Традиционная тема у Леонова, таким образом, звучит оптимистично и художественно убедительно, что не часто случается в литературе подобного пафоса. И происходит так именно у Леонова, на наш взгляд, потому, что, переосмысляя “вечную тему”, он искусно использует и “вечные характеры-мифологемы” — языческую и библейскую. Первая, прометеевская, художественно “работает” в негативной коннотации. Как первопричина, приведшая человечество к краю пропасти: интеллектуально-деятельное начало в человеке, символом, олицетворением которого стал Прометей, парадоксально обернулось против человека. Леонов, используя традиционную прометеевскую мифологему, впервые художественно актуализировал её именно в негативной коннотации, обозначенной ещё первым литературным интерпретатором роли этого языческого божества Эсхилом. Но под пером последующих мастеров художественного слова, обращавшихся к образу Прометея, он стал канонически позитивным персонажем. У Леонова же в “Пирамиде” он символ “ненасытной и бессовестной любознательности алхимиков людского блага”, то и дело подталкивающих человечество на “штурм заповедных тайников природы”. И в контексте эсхатологической темы Апокалипсиса предстаёт как главный его провокатор.
Не случайно “многие сомнения одолевают Хозяина” (имеется в виду Сталин), когда он задумывается над проблемами дальнейшего развития цивилизации. И не всем им находит он “лекарство радикального действия”. Но в целительность одного из них он, кажется, верит; именно потому и пригласил в Кремль командированного Небом на Землю Ангела. Не случайно с ним “без протокола и стенограммы” обсуждает вопрос, “как обуздать немножко резвость поисковой мысли, которая... никогда не считалась со святынями”. И предлагает свой вариант: “Нам с тобой, товарищ Ангел, предстоит поубавить излишнюю резвость похотей и мыслей для продления жизни на земле”.

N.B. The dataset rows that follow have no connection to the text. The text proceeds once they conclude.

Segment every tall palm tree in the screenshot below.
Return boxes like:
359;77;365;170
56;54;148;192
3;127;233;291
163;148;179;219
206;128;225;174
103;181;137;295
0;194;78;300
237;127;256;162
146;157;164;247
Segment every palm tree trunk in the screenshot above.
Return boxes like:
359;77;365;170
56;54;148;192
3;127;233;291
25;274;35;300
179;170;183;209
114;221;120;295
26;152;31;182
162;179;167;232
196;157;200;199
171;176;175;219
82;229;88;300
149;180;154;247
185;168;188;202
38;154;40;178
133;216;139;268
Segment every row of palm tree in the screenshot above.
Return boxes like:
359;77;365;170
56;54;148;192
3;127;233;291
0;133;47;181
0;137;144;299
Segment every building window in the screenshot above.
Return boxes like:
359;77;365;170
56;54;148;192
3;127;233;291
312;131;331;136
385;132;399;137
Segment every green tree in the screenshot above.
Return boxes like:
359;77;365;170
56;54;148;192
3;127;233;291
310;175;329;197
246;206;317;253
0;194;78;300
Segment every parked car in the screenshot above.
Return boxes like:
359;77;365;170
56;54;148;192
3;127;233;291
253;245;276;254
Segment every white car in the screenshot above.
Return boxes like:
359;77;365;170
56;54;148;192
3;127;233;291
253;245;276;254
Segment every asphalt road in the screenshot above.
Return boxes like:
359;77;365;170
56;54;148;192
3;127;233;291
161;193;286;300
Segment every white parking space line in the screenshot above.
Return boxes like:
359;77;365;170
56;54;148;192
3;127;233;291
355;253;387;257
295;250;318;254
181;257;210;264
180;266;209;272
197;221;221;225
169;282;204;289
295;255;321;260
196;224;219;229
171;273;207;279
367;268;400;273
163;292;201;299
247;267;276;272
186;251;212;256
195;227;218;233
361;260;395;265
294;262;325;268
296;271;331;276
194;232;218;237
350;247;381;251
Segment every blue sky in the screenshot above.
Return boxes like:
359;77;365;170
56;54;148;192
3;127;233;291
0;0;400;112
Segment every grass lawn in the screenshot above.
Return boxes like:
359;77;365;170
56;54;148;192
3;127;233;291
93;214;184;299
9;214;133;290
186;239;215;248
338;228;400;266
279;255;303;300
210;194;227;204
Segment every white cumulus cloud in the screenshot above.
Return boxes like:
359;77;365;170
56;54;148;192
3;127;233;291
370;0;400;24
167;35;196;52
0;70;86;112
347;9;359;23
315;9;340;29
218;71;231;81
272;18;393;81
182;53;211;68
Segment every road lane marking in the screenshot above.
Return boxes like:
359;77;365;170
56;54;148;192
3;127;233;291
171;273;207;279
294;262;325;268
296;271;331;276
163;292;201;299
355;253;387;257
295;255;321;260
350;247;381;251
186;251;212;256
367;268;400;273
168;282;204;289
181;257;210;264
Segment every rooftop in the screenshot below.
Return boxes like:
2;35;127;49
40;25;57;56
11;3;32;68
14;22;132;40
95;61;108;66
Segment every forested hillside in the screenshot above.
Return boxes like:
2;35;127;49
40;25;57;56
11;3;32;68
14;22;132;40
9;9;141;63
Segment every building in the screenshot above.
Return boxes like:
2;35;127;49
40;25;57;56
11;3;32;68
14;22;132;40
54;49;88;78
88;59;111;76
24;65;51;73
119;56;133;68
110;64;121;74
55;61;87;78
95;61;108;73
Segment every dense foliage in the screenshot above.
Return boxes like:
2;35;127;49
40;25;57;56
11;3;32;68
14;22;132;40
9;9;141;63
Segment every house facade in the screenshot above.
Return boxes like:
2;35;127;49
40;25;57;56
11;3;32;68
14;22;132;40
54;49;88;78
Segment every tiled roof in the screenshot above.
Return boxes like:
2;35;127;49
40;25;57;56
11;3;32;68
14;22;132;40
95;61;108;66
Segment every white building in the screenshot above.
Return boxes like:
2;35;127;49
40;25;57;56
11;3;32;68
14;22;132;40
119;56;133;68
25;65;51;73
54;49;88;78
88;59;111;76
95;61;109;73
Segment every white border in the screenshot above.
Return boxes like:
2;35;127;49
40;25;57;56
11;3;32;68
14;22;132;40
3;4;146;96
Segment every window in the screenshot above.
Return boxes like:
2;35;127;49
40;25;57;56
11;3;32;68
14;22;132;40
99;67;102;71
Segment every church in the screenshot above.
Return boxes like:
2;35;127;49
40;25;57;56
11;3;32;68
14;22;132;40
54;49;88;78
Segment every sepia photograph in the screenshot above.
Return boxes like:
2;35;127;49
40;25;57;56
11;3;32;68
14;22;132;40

Это оптимистическая альтернатива постиндустриальной потребительской цивилизации, которая уже завела человечество в духовно-нравственный тупик. Но ни воля Хозяина, ни критика “профессоров всяких наук” не сделают эту альтернативу реальностью — нужна смиренность человечества, чтобы пригасить Прометеев костёр на алтаре науки, “маленько убавить фитиль в светильнике Разума”. Так возникает в романе ещё одна, библейская, мифологема о блудном сыне. Но акцентирована она у Леонова не на дидактической, а на бытийно-философской цели: дать человечеству нравственно-этическую установку, необходимую для спасения цивилизации. Ему дана здесь не панацея, конечно, но более предпочтительный вектор развития: вместо падения в пропасть исторического и биологического небытия — “генеральный спуск человечества с горы”, обуздание гордыни своей, столь долго подпитывавшейся прометеевским огнём.
В 60-70-е годы прошлого столетия структуралисты и теоретики постмодернизма много говорили о смерти Автора, о смерти романа как жанра. Ответом им может служить “Пирамида”, создававшаяся именно в те годы. Роман этот — художественное подтверждение мысли, высказанной С. Аверинцевым, о том, что “мифологические модели отнюдь не рискуют потерять свою ценность и притягательность для творцов современной литературы”. Конечно же, при условии, когда современному автору есть с чем идти к читателю, есть что сказать ему. И не только о себе, любимом, но о своём времени, сказать с болью, тревогой и надеждой.